It’s 3 a.m., and to no surprise, I’m still watching TikTok. As I scroll through videos, the familiar grin of Tom Cruise fills my screen.
"I didn’t know he was on TikTok," I think to myself. "Good for him."
Then I notice the username: @deeptomcruise. Puzzled, I stare as my brain struggles to recognize the account as artificial. The comment section shares my disbelief, brimming with both awe and terror.
Has deepfake technology really evolved this far? I ask myself.
Yes. Yes it has.
What is a deepfake, anyway?
The term "deepfake" encompasses any media altered by artificial intelligence which relies on machine learning. In the case of Cruise, a deepfake algorithm was fed hundreds of images of him to map his face onto the body of someone else. However, this arduous process may not be necessary for long.
What magic lies behind the scenes?
GAN, otherwise known as Generative Adversarial Networks, is the architecture that will likely be the predominant framework for hyper-realistic deepfakes going forward. Computers — more specifically, neural networks — use it to make a phony Tom Cruise look a lot more convincing.
Within GAN, two neural models, the generator and discriminator, wage war against one another to prove which is the superior technological being. (It’s totally as cool as it sounds.)
The job of the generator model is to produce deepfake media from an existing dataset, like a collection of photos, to fool the discriminator model into believing it’s the real deal. If it fails, the generator receives updated parameters, and the discriminator prevails.
However, if the generator tricks the discriminator enough times, it can reach the exciting "convergence."

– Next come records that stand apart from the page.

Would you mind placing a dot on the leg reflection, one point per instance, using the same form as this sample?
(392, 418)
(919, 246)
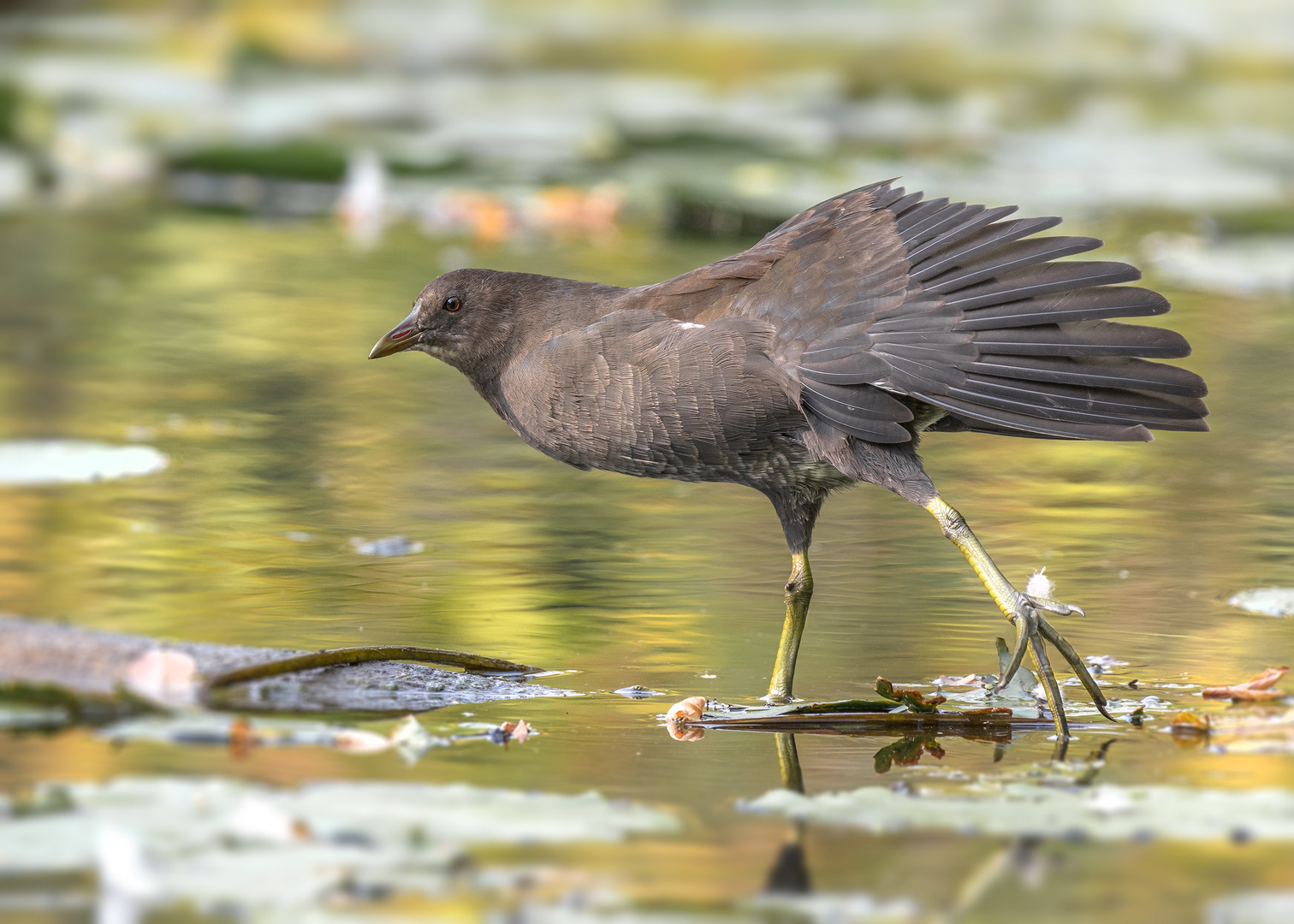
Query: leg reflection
(790, 873)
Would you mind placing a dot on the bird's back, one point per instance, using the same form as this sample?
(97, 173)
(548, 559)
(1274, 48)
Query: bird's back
(881, 302)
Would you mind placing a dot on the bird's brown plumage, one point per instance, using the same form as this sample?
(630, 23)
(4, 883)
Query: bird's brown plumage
(818, 356)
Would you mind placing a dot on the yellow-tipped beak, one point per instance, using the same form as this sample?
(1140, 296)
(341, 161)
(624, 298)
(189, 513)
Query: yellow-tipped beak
(401, 337)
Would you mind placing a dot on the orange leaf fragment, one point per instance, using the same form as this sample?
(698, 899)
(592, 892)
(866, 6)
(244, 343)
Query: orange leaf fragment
(1190, 722)
(1255, 689)
(517, 732)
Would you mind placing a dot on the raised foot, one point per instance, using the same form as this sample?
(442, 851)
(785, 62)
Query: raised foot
(1033, 631)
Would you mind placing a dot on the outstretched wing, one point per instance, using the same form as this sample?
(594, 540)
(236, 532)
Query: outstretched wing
(876, 294)
(644, 394)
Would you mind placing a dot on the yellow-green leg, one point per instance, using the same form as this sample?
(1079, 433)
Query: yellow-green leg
(1024, 613)
(798, 593)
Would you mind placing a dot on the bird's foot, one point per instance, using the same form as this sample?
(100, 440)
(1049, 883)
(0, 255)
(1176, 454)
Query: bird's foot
(1034, 631)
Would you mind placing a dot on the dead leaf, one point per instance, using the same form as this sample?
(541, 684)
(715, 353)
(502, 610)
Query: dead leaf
(968, 681)
(1190, 724)
(162, 676)
(680, 714)
(1255, 689)
(360, 742)
(912, 699)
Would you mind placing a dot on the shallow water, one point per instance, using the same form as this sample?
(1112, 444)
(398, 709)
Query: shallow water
(238, 350)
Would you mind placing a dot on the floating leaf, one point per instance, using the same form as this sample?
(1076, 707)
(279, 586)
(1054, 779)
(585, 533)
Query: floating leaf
(1255, 689)
(244, 845)
(30, 462)
(912, 699)
(1266, 601)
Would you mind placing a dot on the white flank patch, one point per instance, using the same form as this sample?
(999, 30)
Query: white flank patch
(1039, 585)
(74, 461)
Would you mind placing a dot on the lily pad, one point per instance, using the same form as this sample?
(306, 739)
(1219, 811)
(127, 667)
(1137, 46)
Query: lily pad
(1266, 601)
(220, 841)
(29, 462)
(1107, 813)
(86, 666)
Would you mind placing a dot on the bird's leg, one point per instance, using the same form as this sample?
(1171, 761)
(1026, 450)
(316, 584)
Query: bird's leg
(1025, 613)
(798, 593)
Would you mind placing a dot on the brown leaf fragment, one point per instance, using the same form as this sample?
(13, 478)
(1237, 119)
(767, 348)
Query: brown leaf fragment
(1190, 724)
(968, 681)
(517, 732)
(912, 699)
(1251, 690)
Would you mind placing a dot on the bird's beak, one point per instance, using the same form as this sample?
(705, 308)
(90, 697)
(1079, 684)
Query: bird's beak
(401, 337)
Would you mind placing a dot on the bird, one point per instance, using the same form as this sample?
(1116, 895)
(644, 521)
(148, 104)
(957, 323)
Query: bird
(818, 358)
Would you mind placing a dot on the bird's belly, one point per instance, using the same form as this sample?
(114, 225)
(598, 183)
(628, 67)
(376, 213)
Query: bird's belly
(765, 459)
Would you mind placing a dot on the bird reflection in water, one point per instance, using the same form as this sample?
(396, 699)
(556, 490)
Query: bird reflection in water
(1023, 856)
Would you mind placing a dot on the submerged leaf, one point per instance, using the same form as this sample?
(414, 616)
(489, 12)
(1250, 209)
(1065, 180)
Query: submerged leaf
(1266, 601)
(912, 699)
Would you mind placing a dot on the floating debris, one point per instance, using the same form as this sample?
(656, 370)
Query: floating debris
(32, 462)
(164, 677)
(391, 547)
(1107, 813)
(1266, 601)
(968, 681)
(1039, 585)
(242, 735)
(637, 693)
(98, 677)
(1245, 267)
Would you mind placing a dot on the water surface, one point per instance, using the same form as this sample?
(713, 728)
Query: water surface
(238, 350)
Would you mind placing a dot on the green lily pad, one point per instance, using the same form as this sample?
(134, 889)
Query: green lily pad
(219, 841)
(1108, 813)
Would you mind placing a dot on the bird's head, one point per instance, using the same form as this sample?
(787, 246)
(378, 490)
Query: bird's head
(464, 317)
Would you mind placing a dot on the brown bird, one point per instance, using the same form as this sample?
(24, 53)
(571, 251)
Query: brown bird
(816, 358)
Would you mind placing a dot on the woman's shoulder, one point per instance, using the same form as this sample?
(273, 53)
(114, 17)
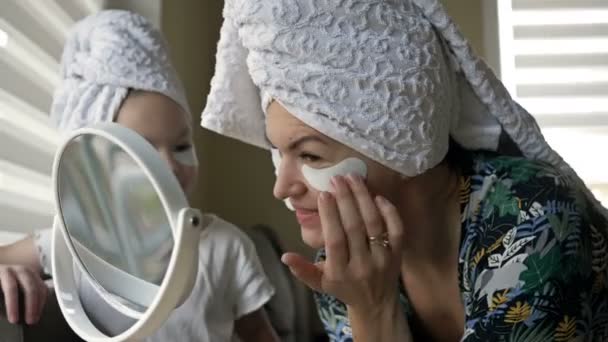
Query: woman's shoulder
(221, 235)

This is when the discriminator has no clue if the generator model is lying — at which point it is cast aside, and the generator gets the green light to start creating bonafide deepfakes.
Why should I care?
Although humorous in their creation and occasionally in their application, deepfake generator models have the potential to destroy the lives of politicians, celebrities and even ordinary individuals like you and me.

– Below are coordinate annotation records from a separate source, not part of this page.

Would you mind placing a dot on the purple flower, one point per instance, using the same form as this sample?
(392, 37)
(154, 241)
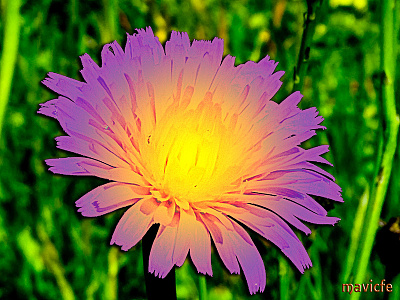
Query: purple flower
(195, 144)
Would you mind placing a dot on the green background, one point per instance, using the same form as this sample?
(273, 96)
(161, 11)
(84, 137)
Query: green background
(49, 251)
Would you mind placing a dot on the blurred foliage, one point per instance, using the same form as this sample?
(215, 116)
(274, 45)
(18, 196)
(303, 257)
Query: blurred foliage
(49, 251)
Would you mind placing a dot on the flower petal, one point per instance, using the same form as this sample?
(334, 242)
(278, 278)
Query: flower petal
(160, 261)
(132, 226)
(82, 166)
(109, 197)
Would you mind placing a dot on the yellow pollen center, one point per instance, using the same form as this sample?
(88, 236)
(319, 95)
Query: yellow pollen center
(191, 155)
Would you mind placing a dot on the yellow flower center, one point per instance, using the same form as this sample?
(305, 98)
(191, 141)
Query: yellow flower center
(192, 155)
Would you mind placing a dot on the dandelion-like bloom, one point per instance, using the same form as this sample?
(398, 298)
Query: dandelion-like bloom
(195, 144)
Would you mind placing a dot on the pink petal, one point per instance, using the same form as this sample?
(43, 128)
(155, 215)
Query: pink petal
(132, 226)
(109, 197)
(200, 248)
(82, 166)
(160, 261)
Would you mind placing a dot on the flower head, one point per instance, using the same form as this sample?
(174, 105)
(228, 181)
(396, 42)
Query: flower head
(194, 143)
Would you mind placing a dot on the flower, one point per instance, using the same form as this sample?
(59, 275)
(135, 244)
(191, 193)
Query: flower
(195, 144)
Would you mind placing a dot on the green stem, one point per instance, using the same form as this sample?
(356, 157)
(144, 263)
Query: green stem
(391, 125)
(203, 287)
(10, 51)
(304, 52)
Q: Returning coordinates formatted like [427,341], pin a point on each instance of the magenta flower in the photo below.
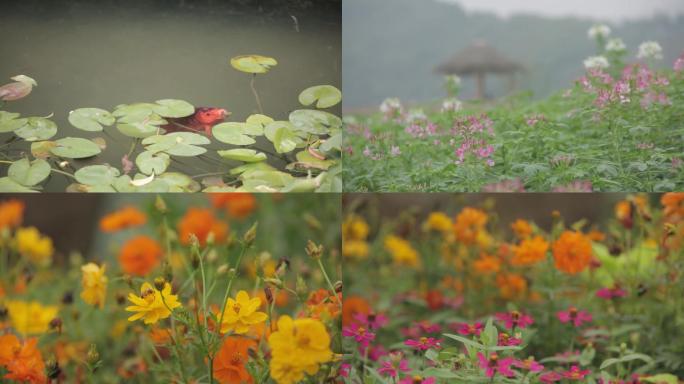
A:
[575,373]
[424,343]
[574,316]
[359,333]
[514,319]
[493,365]
[470,329]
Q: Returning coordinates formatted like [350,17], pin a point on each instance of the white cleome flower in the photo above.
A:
[615,45]
[650,50]
[598,30]
[596,62]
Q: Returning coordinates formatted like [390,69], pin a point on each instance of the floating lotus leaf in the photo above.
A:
[90,119]
[316,122]
[74,148]
[325,96]
[29,173]
[243,154]
[253,63]
[97,175]
[37,128]
[149,162]
[174,108]
[232,133]
[9,185]
[177,144]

By utilizing GAN architecture, deepfakes can become increasingly more realistic to the point of imperception by even a trained eye. The term “fake news” could take on a darker twist, incorporating videos, photos or soundbites which could fundamentally alter the perception of famous figures to unknowing viewers.

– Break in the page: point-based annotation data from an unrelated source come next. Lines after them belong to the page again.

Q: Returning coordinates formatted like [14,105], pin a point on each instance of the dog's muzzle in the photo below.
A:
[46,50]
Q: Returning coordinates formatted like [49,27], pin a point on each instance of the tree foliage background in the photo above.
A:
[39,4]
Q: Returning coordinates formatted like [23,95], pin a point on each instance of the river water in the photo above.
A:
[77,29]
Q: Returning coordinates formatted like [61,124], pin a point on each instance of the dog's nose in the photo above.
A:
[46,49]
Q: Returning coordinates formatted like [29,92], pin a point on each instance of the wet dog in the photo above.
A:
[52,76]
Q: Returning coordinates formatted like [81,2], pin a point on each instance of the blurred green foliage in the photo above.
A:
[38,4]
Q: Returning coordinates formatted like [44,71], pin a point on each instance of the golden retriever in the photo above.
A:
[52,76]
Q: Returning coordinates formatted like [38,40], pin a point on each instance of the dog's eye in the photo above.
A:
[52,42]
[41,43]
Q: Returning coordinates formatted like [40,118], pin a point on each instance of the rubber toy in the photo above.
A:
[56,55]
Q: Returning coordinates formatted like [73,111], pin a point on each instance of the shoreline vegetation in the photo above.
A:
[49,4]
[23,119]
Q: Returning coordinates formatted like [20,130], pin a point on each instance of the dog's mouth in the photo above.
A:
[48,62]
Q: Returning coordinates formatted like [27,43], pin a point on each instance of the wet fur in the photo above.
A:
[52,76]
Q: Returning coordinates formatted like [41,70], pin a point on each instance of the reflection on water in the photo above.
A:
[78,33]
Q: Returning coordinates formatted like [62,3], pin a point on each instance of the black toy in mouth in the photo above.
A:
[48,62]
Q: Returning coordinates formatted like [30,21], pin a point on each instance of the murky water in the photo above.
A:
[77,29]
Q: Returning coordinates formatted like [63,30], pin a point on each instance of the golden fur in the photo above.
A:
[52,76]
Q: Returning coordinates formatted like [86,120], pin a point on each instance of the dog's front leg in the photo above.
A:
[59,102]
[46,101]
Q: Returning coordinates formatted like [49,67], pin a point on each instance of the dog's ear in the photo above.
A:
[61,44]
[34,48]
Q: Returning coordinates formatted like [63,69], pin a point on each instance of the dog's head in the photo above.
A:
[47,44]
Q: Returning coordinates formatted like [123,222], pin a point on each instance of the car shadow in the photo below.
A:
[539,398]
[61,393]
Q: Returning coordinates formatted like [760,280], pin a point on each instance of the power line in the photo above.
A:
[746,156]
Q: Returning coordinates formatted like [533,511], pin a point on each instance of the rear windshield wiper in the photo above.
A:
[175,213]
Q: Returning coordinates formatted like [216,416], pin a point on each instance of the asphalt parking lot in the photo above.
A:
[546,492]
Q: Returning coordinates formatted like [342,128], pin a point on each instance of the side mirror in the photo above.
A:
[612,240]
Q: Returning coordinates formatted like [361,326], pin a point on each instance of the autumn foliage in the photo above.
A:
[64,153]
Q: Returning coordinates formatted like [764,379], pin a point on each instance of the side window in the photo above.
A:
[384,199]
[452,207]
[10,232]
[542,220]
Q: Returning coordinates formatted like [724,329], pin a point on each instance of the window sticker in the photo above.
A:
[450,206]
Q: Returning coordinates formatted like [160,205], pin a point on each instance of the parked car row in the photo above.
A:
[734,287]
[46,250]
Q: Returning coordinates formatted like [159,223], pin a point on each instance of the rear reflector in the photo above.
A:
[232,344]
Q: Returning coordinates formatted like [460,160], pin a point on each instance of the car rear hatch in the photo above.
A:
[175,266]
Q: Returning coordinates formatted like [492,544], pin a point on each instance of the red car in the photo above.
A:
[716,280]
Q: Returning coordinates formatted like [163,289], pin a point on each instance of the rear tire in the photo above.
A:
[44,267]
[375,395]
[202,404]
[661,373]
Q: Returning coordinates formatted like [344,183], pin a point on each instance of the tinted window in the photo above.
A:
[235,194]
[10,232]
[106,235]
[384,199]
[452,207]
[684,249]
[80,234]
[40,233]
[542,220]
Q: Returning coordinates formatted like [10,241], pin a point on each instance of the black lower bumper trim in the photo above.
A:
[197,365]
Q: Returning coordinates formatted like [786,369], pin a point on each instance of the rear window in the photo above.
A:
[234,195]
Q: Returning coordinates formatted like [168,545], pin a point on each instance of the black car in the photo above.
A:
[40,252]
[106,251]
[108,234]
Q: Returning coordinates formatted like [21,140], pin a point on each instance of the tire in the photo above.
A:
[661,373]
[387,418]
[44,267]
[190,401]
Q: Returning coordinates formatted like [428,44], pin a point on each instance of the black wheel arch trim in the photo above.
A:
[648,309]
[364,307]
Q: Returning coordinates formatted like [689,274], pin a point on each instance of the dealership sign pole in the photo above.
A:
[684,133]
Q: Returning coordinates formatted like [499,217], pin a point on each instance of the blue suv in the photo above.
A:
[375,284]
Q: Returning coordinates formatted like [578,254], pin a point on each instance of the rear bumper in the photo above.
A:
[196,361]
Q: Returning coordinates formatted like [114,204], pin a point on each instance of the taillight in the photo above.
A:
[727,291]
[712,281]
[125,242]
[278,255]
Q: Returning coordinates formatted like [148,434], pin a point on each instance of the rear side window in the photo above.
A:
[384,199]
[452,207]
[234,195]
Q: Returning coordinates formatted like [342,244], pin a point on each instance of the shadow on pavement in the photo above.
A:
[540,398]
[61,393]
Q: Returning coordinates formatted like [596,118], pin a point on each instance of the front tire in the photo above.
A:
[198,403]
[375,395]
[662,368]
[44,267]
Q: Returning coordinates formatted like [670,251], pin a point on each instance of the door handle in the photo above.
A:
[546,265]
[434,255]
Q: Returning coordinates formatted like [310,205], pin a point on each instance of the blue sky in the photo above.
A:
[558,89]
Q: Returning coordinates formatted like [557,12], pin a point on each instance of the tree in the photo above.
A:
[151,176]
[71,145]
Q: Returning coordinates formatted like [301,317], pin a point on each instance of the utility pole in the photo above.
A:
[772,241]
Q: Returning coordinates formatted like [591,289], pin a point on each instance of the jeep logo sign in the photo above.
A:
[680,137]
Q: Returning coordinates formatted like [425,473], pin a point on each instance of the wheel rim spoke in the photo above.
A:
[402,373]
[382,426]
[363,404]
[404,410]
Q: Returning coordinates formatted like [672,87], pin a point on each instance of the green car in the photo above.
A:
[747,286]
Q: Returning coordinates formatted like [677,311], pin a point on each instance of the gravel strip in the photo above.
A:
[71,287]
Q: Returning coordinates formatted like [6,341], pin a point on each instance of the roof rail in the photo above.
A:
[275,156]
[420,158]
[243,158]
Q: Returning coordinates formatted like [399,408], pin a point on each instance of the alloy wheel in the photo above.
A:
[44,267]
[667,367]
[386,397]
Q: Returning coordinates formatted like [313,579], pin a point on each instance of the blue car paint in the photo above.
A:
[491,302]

People love fake narratives. Researchers at MIT found that tweets that included false details were 70 percent more likely to be retweeted than those containing genuine information. Even if an individual can decipher a deepfake’s invalidity, they may still distribute it purely for shock value to those who are less observant. Examples of this phenomenon are already starting to emerge.
In 2018, Emma González, a survivor of the Parkland shooting and gun control advocate, was a victim of a deepfake alteration. In a video that accompanied her article in Teen Vogue, Emma ripped up a shooting target. However, a deepfake video soon surfaced, depicting her tearing up the U.S. Constitution instead. This video was circulated across social media, eliciting hate from offended viewers.
This month, three teenage cheerleaders in Pennsylvania were allegedly harassed by the mother of a teammate who created deepfakes depicting them drinking, vaping and nude. This incident highlights several major cases of abuse that can stem from deepfake technology: sabotage to reputation, the opportunity for exploitation and the creation of nonconsensual pornography.
In fact, around 96 percent of the deepfakes which currently exist online are pornographic. This calls into question the course of litigation viable for individuals who find their identities have been stolen and sexually violated.
What can be done?
Lawmakers often prefer to act retrospectively rather than preemptively concerning the policies governing their citizens.
Only three states — California, Virginia and Texas — have any laws in place enacting penalties for distributing deepfakes, and the Texas law only pertains to deepfakes that could prove harmful to election integrity, similar to the current federal legislation. California and Virginia’s laws allow victims of non-consensual pornographic deepfakes to press charges against those responsible for their distribution.
Several other states are working to implement similar statutes; however, such legislation is already overdue.
Section 230 of the Communications Decency Act allows websites to operate without liability for hosting damaging content as long as it doesn’t violate federal law. Created to prevent censorship and private regulation, Section 230 undermines deepfake prosecution, as platforms are not incentivized to remove such content. Major companies like Facebook and Google have been petitioned to update their Terms of Service agreements to properly combat deepfake media.
However, they have only gone so far as to label deepfake videos with a disclaimer. This policy fails to address issues with deepfake detection, as generator models create more complex deepfakes each year.
If lawmakers and platforms fail to properly address the threat of deepfake media, we as internet users are left to fend against a neural network that grows more convincing every day.